Now that you understand what causes infertility and how one may choose to treat it, we’ll break down a few conversation starters to support your friend or loved one.

Note: These conversation starters are just suggestions. Each individual’s experience will vary and users should measure their words based on what they know and do not know about their loved one.

"This must be hard. How are you doing?"

Why it works: By acknowledging what they’re going through, you are letting your friend or loved one know that you care—and are thinking about—them. When and if they respond, make sure to follow their conversational cues. They may detail their latest round of IVF, or they may just say, “Fine, thanks.” Both responses are OK. And so long as you did not say something that may hurt them, their response is not about you.

"I’m always here if you want to talk."

Why it works: Not everyone is ready to talk when you are. By leaving the door open for future conversation, you are letting them know that you’re an empathetic ear for whatever good or bad news they feel like sharing.

How to recover

Saying the right thing to a friend or loved one facing infertility, especially if you have not faced infertility yourself, can be difficult. Recover from any conversational blunders by first apologizing for your mistake. Take time to understand why insensitivity, a lack of empathy or a disregard for understanding may have led to this moment. Be intentional about what you say, and how you say it, moving forward.

Other suggestions

Sometimes, the best thing to say is to say nothing at all. Participating in activities or providing care packages can be welcome solutions that offer support without dwelling in conversation about heavy subject matter.
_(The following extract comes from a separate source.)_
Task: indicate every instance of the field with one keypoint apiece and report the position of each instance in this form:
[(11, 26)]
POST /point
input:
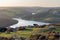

Invite them to do something fun.

How this helps: Whether it’s a glassblowing class, aerial yoga, hatchet throwing or an online book group discussion, any activity that you can enjoy together will be a welcome temporary distraction from their fertility issues. Experiences like infertility can be all-consuming and it can be a relief to focus on something else for a while.

Put together an infertility treatment care package.

How this helps: Fill it with things like a heating pad (for sore injection sites), a gift card to a spa or beauty treatment, and a good book or two for doctor waiting room downtime.